While performing a routine check of a SharePoint 2016 staging farm's Always On Availability Group, I discovered that the databases listed in the secondary SQL Server's Databases node were all listed as "(Not Synchronizing)".

Event viewer

System event log

Looking in the primary server's operating system event log (I was remoting into the primary, but connected through SSMS to the secondary), I found this critical event that had occurred several days previously:

  • 1564: File share witness resource 'File Share Witness' failed to arbitrate for the file share '[SharePath]'. Please ensure that the file share '[SharePath]' exists and is accessible by the cluster.

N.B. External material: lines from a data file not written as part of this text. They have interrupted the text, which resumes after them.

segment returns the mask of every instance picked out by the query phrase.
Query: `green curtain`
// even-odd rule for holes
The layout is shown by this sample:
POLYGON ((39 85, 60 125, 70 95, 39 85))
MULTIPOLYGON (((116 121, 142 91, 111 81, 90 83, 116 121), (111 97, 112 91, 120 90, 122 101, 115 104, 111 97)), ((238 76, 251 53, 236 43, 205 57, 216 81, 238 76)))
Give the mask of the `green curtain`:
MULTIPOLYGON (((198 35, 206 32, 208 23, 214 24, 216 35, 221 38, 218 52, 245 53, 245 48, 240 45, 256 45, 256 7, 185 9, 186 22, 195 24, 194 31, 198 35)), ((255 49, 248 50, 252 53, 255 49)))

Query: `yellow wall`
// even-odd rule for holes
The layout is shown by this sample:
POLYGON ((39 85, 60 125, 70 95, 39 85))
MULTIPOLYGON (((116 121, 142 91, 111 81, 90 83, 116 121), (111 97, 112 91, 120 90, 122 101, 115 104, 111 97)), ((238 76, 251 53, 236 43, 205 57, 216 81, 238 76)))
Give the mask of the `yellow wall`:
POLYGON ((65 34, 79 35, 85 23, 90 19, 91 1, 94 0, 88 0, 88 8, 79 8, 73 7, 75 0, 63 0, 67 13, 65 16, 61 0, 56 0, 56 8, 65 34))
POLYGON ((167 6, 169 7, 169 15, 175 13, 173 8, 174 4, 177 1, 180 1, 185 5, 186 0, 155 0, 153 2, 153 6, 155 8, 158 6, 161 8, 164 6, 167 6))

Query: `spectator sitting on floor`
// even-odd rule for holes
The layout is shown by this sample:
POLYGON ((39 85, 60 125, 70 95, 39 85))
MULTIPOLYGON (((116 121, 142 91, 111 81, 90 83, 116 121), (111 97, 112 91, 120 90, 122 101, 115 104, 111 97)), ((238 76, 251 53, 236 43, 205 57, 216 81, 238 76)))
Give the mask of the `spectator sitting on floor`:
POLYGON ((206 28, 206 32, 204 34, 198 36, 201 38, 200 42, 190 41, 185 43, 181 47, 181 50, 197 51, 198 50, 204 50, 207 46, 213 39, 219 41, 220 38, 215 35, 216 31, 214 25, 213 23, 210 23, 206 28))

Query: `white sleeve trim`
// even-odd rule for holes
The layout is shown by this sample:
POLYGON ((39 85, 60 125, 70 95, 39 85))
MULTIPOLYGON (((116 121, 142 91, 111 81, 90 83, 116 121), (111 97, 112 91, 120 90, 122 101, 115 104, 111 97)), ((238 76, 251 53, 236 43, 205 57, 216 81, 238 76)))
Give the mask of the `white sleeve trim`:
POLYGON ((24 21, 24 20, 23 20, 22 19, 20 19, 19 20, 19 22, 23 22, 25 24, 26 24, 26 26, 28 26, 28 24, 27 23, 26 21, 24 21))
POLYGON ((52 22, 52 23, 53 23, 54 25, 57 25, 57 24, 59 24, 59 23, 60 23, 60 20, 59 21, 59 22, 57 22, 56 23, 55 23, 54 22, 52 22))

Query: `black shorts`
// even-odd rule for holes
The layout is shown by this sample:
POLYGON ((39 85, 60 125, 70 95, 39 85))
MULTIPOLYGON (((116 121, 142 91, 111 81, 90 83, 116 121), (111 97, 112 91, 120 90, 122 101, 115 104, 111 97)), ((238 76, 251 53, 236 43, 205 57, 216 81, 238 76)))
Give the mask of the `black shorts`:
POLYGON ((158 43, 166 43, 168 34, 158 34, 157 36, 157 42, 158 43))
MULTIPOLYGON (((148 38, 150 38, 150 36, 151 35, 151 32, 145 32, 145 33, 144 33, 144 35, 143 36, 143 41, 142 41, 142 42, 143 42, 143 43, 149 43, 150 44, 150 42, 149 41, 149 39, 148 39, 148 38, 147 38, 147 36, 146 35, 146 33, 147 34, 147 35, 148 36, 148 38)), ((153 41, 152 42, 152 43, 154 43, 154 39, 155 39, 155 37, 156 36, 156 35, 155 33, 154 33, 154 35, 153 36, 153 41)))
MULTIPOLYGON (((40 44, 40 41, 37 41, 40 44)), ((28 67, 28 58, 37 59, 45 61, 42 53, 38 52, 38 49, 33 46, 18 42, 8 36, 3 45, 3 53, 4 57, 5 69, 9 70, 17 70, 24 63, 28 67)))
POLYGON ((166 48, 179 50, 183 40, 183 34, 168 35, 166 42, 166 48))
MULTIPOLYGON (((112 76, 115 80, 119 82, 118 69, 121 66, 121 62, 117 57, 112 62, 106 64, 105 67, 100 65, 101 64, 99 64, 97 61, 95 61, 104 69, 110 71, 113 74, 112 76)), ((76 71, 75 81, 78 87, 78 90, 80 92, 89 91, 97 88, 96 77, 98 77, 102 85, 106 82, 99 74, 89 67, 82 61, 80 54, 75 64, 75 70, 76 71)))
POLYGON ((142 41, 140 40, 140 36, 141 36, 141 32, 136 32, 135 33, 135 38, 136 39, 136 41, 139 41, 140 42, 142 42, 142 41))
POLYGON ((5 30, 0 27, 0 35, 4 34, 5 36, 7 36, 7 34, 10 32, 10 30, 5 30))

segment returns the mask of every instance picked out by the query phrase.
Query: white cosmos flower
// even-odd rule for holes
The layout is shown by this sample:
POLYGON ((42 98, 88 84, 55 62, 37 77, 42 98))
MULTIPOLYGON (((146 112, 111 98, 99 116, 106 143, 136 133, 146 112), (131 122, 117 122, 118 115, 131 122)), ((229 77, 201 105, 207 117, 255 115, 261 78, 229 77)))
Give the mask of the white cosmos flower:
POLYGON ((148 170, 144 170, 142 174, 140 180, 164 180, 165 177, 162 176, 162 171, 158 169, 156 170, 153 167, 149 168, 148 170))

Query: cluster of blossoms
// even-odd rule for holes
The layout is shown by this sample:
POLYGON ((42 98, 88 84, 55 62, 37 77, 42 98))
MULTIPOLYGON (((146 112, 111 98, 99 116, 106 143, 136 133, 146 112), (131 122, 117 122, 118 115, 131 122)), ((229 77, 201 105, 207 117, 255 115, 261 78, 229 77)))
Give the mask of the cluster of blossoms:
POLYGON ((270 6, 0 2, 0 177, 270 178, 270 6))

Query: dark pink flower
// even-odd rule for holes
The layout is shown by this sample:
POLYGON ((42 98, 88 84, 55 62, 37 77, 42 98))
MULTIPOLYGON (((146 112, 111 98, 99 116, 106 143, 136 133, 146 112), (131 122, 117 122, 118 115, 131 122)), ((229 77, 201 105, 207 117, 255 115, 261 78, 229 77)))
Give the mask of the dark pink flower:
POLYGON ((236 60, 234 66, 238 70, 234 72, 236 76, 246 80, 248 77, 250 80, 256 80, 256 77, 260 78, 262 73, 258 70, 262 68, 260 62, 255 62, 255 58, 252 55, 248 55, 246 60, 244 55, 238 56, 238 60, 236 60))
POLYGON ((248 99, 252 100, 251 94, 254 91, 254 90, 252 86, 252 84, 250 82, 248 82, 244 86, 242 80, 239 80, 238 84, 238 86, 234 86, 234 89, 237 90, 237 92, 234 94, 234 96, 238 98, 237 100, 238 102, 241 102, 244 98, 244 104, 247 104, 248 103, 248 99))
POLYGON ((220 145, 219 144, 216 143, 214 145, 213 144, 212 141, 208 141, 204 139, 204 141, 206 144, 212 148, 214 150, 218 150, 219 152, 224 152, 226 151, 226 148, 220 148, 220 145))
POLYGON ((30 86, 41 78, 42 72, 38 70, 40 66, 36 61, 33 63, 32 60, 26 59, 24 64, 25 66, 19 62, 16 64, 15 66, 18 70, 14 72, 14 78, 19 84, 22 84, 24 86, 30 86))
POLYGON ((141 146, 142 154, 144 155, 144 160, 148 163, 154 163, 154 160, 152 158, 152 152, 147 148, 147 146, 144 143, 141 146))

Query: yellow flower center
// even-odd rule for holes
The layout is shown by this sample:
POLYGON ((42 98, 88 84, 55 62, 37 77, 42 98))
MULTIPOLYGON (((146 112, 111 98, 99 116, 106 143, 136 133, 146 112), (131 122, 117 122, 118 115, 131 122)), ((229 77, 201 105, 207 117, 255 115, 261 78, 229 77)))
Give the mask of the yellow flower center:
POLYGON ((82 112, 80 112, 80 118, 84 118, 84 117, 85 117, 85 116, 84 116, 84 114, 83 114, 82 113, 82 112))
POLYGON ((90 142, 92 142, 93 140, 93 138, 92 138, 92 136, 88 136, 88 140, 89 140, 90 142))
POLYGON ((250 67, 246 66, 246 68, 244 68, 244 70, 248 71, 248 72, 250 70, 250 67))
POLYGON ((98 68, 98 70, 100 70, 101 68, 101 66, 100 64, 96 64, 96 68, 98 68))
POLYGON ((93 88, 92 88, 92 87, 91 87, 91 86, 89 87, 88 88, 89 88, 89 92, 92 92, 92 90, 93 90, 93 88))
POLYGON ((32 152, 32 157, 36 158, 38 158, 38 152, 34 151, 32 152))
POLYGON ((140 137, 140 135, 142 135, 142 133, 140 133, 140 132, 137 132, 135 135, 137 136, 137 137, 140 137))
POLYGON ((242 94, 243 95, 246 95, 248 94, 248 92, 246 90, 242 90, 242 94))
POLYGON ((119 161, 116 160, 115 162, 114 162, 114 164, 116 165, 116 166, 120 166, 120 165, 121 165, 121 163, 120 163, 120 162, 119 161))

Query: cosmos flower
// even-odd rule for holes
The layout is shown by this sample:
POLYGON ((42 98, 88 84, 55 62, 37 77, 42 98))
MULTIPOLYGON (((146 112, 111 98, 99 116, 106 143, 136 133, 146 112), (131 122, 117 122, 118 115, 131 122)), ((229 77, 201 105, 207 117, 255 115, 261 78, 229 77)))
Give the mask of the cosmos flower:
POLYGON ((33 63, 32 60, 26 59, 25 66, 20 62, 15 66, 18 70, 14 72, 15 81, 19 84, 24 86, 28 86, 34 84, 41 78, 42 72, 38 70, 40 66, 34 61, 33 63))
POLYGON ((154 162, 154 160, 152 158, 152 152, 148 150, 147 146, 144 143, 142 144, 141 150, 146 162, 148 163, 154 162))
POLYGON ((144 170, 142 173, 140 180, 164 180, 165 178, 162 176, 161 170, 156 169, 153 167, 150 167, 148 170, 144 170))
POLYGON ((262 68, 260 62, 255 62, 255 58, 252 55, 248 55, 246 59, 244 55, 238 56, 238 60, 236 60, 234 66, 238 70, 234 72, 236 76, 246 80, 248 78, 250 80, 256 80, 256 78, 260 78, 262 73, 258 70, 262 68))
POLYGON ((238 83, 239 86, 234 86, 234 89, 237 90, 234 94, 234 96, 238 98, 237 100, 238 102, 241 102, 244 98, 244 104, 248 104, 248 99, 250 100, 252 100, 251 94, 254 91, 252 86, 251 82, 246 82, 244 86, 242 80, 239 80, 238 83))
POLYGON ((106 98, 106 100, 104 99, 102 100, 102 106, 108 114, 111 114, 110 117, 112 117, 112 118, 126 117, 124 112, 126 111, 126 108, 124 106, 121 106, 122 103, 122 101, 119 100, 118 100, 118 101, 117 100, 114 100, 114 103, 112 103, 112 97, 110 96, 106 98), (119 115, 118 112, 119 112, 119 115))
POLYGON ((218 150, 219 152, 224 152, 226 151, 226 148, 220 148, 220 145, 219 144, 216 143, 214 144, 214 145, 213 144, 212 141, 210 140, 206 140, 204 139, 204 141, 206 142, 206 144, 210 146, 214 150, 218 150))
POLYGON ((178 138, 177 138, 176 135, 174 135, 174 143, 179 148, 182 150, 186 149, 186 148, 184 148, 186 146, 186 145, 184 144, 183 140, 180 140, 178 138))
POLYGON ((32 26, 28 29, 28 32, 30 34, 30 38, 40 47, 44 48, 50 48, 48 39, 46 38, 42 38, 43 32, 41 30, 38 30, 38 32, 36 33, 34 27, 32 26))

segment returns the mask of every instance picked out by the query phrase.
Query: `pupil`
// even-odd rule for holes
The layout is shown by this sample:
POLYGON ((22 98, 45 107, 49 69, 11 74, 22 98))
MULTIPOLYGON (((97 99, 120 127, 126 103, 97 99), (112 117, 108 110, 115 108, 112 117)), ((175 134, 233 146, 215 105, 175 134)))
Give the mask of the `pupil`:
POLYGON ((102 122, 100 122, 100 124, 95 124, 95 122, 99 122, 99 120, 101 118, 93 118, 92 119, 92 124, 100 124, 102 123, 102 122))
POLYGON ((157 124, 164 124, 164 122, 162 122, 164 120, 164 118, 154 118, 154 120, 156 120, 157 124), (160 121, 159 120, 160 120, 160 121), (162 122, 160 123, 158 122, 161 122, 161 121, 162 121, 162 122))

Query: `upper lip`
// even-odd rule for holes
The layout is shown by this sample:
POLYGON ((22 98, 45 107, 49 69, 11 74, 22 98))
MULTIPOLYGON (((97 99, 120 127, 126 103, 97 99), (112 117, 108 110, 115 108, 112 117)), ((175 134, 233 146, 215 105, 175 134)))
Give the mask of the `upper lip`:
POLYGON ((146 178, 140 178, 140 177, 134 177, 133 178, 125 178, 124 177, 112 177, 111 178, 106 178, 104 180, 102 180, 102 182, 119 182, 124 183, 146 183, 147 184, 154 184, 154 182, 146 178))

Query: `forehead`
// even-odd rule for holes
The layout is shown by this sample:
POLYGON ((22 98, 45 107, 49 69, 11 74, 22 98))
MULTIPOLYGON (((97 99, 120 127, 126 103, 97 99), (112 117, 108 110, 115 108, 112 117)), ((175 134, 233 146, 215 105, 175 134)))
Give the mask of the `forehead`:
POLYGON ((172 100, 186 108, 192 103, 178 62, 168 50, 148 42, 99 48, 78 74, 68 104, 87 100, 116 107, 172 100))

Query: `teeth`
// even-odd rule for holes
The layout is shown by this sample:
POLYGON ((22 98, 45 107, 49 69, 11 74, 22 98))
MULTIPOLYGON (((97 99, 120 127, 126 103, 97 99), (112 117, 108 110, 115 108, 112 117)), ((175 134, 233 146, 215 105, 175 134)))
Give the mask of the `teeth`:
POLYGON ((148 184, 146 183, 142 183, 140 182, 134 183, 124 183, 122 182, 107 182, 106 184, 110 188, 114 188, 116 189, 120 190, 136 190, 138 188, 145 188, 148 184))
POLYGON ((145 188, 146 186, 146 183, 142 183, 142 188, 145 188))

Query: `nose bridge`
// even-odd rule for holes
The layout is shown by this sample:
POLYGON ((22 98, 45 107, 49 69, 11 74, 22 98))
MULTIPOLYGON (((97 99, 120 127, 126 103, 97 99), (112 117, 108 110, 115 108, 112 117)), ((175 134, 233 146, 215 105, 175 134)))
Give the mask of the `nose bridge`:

Looking further, I found several error events like the following occurring at around the same time:

  • 1069: Cluster resource '[AvailabilityGroupName]' of type 'SQL Server Availability Group' in clustered role '[AvailabilityGroupName]' failed.
  • 1205: The Cluster service failed to bring the clustered role '[AvailabilityGroupName]' completely online or offline.  One or more resources may be in a failed state...

including this one:

  • 1254: Clustered role '[AvailabilityGroupName]' has exceeded its failover threshold. It has exhausted the configured number of failover attempts within the failover period of time allotted to it and will be left in a failed state. No additional attempts will be made to bring the role online or fail it over to another node in the cluster. Please check the events associated with the failure. After the issues causing the failure are resolved the role can be brought online manually or the cluster may attempt to bring it online again after the restart delay period.

SQL Server event logs

Similar messages were found in the SQL Server event logs about the same time:

  • AlwaysOn Availability Groups connection with secondary database terminated for primary database...
  • Remote harden of transaction 'user_transaction'...failed
  • The local availability replica of availability group '[AvailabilityGroupName]' is in a failed state

Solution

This problem presents itself as seemingly more complex than it actually is.  To resolve this problem you will need to resume data movement for each of the secondary databases that is not in a synchronized state:

  1. On other SQL Server, launch SQL Server Management Studio (SSMS).
  2. Connect to the SQL Server that is the secondary server in the Always On Availability Group.
  3. In Object Explorer, expand: Always On High Availability > Availability Groups > [AvailabilityGroupName] > Availability Databases
  4. Right-click on each database, and then select Resume Data Movement.

The larger the database, the longer it will take for data movement to be resumed.

References

Notes

  • The issue was triggered by a GPO update pushed to the file server hosting the quorum folder.